Gıda fiyatlarındaki artışın sebebi ise
malumunuz olduğu üzre para politikası yerine tarım politikası ve/veya
hava durumu olayına bağlıdır. Parasal bolluk veya faizlerdeki
değişkenlik gıda tüketiminde (ki zorunlu tüketimdir) esnekliği düşüktür.
Fakat
üretici fiyat artışlarının yüksekliği ki (asıl yükseliş dayanıklı
tüketim malları grubunda görülmektedir) ciddi bir sorun olarak
durmaktadır. Üreticiler maliyetleri henüz tüketicilere yansıtamamıştır.
Şimdi
sorun şu ki; maliyetleri (döviz ve faizi) düşürerek üreticilere destek
mi olunacak; yoksa kemerler sıkılıp zam yapmaları engellenip fiyatlar mı
dizginlenecek?
İşte bugün Merkez Bankası bu açmaz ile karşı karşıya.
Unutulmaması
gereken bir husus var ki, 30 Mart seçimleri üç ay önceki iki büyük
riskten biri olan örgütsel saldırılara set çekecek seviyede gelmiştir.

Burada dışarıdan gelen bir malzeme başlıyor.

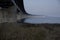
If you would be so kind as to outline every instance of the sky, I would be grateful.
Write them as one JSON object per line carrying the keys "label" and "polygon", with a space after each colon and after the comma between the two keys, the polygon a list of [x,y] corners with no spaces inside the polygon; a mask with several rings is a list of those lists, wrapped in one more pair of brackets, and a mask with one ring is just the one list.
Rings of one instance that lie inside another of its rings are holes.
{"label": "sky", "polygon": [[24,0],[27,13],[60,17],[60,0]]}

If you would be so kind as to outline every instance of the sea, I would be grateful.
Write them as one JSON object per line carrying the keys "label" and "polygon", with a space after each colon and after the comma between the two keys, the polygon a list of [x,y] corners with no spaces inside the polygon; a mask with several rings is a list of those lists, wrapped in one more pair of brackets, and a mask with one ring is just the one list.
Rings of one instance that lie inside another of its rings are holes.
{"label": "sea", "polygon": [[21,20],[18,20],[18,23],[31,23],[31,24],[41,24],[41,23],[58,23],[60,24],[60,17],[48,17],[48,16],[34,16],[34,17],[27,17]]}

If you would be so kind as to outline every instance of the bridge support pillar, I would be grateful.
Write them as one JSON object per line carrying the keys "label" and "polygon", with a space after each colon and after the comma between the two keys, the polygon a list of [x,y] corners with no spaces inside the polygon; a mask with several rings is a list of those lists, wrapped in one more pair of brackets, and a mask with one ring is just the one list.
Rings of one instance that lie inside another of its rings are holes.
{"label": "bridge support pillar", "polygon": [[17,8],[15,6],[0,10],[0,23],[16,21],[17,21]]}

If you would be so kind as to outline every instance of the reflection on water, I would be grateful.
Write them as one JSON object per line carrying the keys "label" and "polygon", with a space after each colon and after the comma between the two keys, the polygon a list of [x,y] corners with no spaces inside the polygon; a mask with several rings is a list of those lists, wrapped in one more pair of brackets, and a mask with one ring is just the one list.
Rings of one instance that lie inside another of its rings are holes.
{"label": "reflection on water", "polygon": [[60,23],[60,17],[29,17],[17,21],[18,23]]}

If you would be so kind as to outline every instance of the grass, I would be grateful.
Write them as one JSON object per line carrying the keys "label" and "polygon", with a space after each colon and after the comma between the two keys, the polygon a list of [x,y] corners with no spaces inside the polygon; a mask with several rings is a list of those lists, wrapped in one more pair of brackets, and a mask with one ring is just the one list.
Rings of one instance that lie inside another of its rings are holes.
{"label": "grass", "polygon": [[0,24],[0,40],[60,40],[60,24]]}

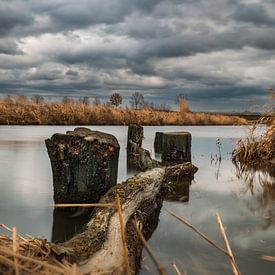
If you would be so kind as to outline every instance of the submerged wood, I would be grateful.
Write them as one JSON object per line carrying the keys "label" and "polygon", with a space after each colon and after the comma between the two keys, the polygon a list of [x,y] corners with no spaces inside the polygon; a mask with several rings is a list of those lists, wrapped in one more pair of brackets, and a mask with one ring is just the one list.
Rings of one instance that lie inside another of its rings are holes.
{"label": "submerged wood", "polygon": [[[120,197],[133,273],[140,268],[143,245],[131,220],[137,219],[142,234],[148,239],[158,224],[165,184],[196,170],[195,166],[187,163],[142,172],[114,186],[100,200],[100,203],[113,203],[116,194]],[[59,245],[59,250],[70,262],[77,262],[80,272],[123,273],[125,266],[119,228],[115,209],[96,208],[83,232]]]}
{"label": "submerged wood", "polygon": [[151,158],[150,152],[142,148],[143,127],[136,124],[128,126],[127,136],[127,168],[145,171],[160,166]]}
{"label": "submerged wood", "polygon": [[96,202],[116,184],[120,147],[113,135],[80,127],[45,143],[56,203]]}

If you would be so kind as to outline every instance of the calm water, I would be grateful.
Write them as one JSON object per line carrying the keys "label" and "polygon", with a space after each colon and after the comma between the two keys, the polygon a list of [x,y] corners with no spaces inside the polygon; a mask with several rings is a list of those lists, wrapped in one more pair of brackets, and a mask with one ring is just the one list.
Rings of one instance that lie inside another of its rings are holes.
{"label": "calm water", "polygon": [[[53,188],[50,162],[44,139],[64,133],[67,126],[0,126],[0,223],[16,226],[20,233],[43,236],[49,240],[67,239],[83,217],[53,213]],[[91,126],[115,135],[120,143],[118,181],[125,180],[127,127]],[[242,274],[275,274],[275,262],[263,255],[275,256],[274,177],[262,172],[238,177],[230,152],[243,127],[145,127],[143,146],[154,156],[156,131],[190,131],[192,160],[199,168],[190,187],[189,201],[165,201],[159,225],[149,240],[157,258],[175,274],[175,262],[188,274],[231,274],[228,259],[195,235],[191,229],[165,212],[170,209],[223,246],[214,214],[218,212],[227,229],[230,244]],[[221,140],[221,163],[211,161]],[[158,157],[158,156],[156,156]],[[274,174],[273,174],[274,175]],[[83,222],[83,221],[82,221]],[[70,226],[68,226],[70,225]],[[148,271],[149,270],[149,271]],[[156,273],[144,253],[141,274]]]}

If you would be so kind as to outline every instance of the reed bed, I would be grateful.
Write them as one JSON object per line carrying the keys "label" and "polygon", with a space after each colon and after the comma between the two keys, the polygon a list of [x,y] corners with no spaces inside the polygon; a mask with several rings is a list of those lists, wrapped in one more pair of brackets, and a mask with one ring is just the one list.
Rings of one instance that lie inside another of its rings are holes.
{"label": "reed bed", "polygon": [[[248,166],[275,165],[275,89],[268,88],[270,109],[250,129],[249,135],[239,140],[233,151],[233,162]],[[259,125],[265,124],[266,131],[260,137],[256,135]]]}
{"label": "reed bed", "polygon": [[[266,124],[265,132],[258,137],[258,125]],[[275,160],[275,118],[274,114],[261,118],[249,131],[246,138],[238,141],[233,151],[233,161],[252,166],[262,166]]]}
{"label": "reed bed", "polygon": [[244,125],[246,119],[206,113],[179,112],[152,108],[115,108],[83,102],[35,103],[27,99],[0,100],[1,125]]}

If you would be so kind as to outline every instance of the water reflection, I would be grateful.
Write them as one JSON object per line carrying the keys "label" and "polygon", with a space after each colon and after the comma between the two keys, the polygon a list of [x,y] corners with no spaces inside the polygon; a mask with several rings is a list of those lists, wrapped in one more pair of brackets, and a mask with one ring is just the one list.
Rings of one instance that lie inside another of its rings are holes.
{"label": "water reflection", "polygon": [[[52,175],[44,139],[55,132],[65,132],[73,127],[2,127],[0,126],[0,223],[17,226],[21,234],[44,236],[51,239],[68,239],[81,227],[81,216],[72,217],[49,207],[53,203]],[[132,176],[128,171],[126,158],[127,127],[91,126],[94,130],[115,135],[121,145],[118,182]],[[143,147],[154,156],[154,136],[156,131],[190,131],[193,137],[192,160],[199,167],[195,184],[186,190],[176,191],[179,198],[168,198],[163,208],[183,216],[199,227],[208,237],[223,245],[219,236],[214,213],[219,212],[225,226],[233,253],[242,274],[274,274],[274,263],[261,260],[262,255],[275,255],[274,223],[274,170],[269,176],[259,171],[251,176],[236,176],[228,152],[237,139],[246,135],[242,127],[144,127]],[[217,137],[221,138],[222,161],[218,168],[210,156],[218,156]],[[16,142],[15,142],[16,141]],[[218,177],[217,177],[218,175]],[[271,177],[270,177],[271,176]],[[251,178],[253,179],[251,181]],[[249,184],[253,182],[253,184]],[[269,184],[260,184],[266,182]],[[188,185],[187,185],[188,186]],[[188,190],[188,191],[187,191]],[[185,193],[186,192],[186,193]],[[189,196],[188,203],[181,198]],[[65,215],[65,214],[64,214]],[[271,217],[271,218],[270,218]],[[79,219],[79,220],[78,220]],[[188,274],[231,274],[228,259],[216,252],[190,230],[161,211],[156,231],[149,240],[156,257],[167,267],[168,274],[174,274],[175,261],[182,273]],[[79,225],[71,221],[79,221]],[[52,226],[52,221],[54,226]],[[154,266],[147,256],[143,265],[151,271]],[[141,274],[148,274],[141,270]],[[150,273],[152,274],[152,272]]]}
{"label": "water reflection", "polygon": [[166,201],[188,202],[192,177],[186,176],[180,181],[168,182],[163,191],[163,196]]}
{"label": "water reflection", "polygon": [[82,227],[89,221],[91,210],[60,209],[53,211],[52,242],[65,242],[81,231]]}
{"label": "water reflection", "polygon": [[244,183],[240,194],[252,195],[248,209],[262,219],[262,228],[267,229],[275,221],[275,167],[255,167],[235,163],[236,177]]}

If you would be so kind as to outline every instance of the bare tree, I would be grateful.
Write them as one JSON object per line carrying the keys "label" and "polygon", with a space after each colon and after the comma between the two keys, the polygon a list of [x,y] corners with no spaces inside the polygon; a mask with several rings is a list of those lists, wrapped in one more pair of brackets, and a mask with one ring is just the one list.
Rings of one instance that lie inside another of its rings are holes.
{"label": "bare tree", "polygon": [[122,103],[122,96],[119,93],[113,93],[110,97],[111,105],[118,107]]}
{"label": "bare tree", "polygon": [[101,105],[101,101],[99,97],[95,97],[94,101],[93,101],[93,105],[94,106],[100,106]]}
{"label": "bare tree", "polygon": [[85,106],[89,106],[90,105],[90,99],[89,99],[88,96],[81,97],[79,99],[79,102],[83,103]]}
{"label": "bare tree", "polygon": [[184,94],[180,94],[176,96],[176,103],[179,106],[179,111],[181,113],[188,113],[190,112],[189,104]]}
{"label": "bare tree", "polygon": [[134,92],[131,95],[130,104],[136,110],[142,108],[144,106],[144,103],[145,103],[144,97],[143,97],[143,95],[141,93]]}
{"label": "bare tree", "polygon": [[62,99],[62,103],[63,104],[72,104],[72,103],[74,103],[74,100],[68,96],[64,96]]}
{"label": "bare tree", "polygon": [[44,102],[44,97],[42,95],[33,95],[31,97],[32,102],[34,102],[35,104],[40,104]]}

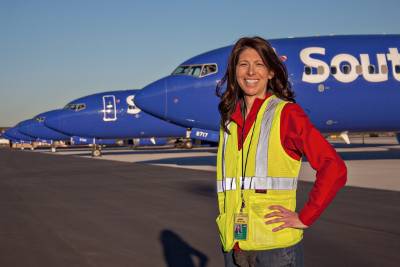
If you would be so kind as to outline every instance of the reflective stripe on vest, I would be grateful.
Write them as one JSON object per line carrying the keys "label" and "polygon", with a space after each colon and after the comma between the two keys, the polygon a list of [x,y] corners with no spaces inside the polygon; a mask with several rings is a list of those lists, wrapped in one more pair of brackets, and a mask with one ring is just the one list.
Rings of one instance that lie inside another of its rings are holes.
{"label": "reflective stripe on vest", "polygon": [[269,135],[271,132],[272,119],[274,118],[276,107],[281,101],[282,100],[277,97],[272,98],[268,103],[267,109],[265,110],[263,119],[261,121],[260,137],[258,138],[256,154],[256,177],[268,176]]}
{"label": "reflective stripe on vest", "polygon": [[217,192],[225,192],[227,190],[236,190],[236,178],[226,178],[217,181]]}
{"label": "reflective stripe on vest", "polygon": [[[242,186],[242,179],[240,178],[240,187]],[[245,177],[244,190],[296,190],[297,179],[286,177]],[[218,193],[236,190],[236,179],[226,178],[217,181]]]}
{"label": "reflective stripe on vest", "polygon": [[[228,123],[226,126],[229,129],[229,126],[231,123]],[[224,140],[223,140],[223,146],[222,146],[222,151],[224,151],[223,156],[222,156],[222,177],[226,177],[226,167],[225,167],[225,149],[226,149],[226,142],[228,142],[228,133],[224,131]],[[218,191],[219,192],[219,191]]]}

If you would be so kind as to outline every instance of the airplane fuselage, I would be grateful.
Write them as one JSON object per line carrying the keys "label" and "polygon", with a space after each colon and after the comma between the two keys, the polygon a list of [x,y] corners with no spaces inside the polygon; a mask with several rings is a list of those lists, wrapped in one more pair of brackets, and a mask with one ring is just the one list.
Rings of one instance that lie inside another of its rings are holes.
{"label": "airplane fuselage", "polygon": [[96,139],[180,137],[186,129],[136,107],[138,90],[98,93],[71,101],[55,116],[48,116],[46,126],[70,136]]}
{"label": "airplane fuselage", "polygon": [[[320,131],[400,131],[399,35],[288,38],[271,44],[285,61],[296,101]],[[216,64],[216,73],[172,74],[146,86],[136,103],[184,127],[217,131],[215,89],[231,49],[216,49],[180,65]]]}

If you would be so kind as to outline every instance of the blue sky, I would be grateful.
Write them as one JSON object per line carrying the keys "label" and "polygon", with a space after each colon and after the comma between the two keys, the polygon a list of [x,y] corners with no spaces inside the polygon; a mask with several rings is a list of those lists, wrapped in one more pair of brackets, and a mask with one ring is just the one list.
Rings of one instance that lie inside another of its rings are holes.
{"label": "blue sky", "polygon": [[0,0],[0,126],[142,88],[241,36],[400,33],[398,0]]}

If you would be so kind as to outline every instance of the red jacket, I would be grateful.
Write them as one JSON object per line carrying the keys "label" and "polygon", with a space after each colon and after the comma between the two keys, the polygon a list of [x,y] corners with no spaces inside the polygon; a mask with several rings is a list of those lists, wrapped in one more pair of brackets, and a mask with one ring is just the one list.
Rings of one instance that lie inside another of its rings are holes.
{"label": "red jacket", "polygon": [[[255,122],[261,105],[269,96],[271,94],[267,94],[264,99],[255,99],[246,118],[244,139]],[[240,103],[236,106],[231,120],[238,125],[238,149],[240,150],[243,128]],[[299,212],[300,220],[309,226],[321,215],[338,190],[346,183],[346,165],[297,104],[286,104],[282,110],[281,142],[289,156],[296,160],[299,160],[302,155],[306,156],[311,167],[317,171],[316,181],[308,201]]]}

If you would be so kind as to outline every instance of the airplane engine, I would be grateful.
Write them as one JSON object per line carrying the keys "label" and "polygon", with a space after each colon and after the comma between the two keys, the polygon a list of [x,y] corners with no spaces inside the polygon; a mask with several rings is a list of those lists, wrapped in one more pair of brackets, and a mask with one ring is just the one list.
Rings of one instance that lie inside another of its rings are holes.
{"label": "airplane engine", "polygon": [[134,146],[164,146],[168,143],[168,138],[134,138]]}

Artık büyük riskimiz içeride değil, dışarıdadır. Yani yabancıların
tutumundadır. Ve o yabancılar daha seçimi bile beklemeden İstanbul
Yenikapı'da 2 milyonu aşan insan selini görünce pozisyon aldılar.
Umarız bizim yerlilerin karar verme süreçleri için daha fazla insanın çıkması gerekmez?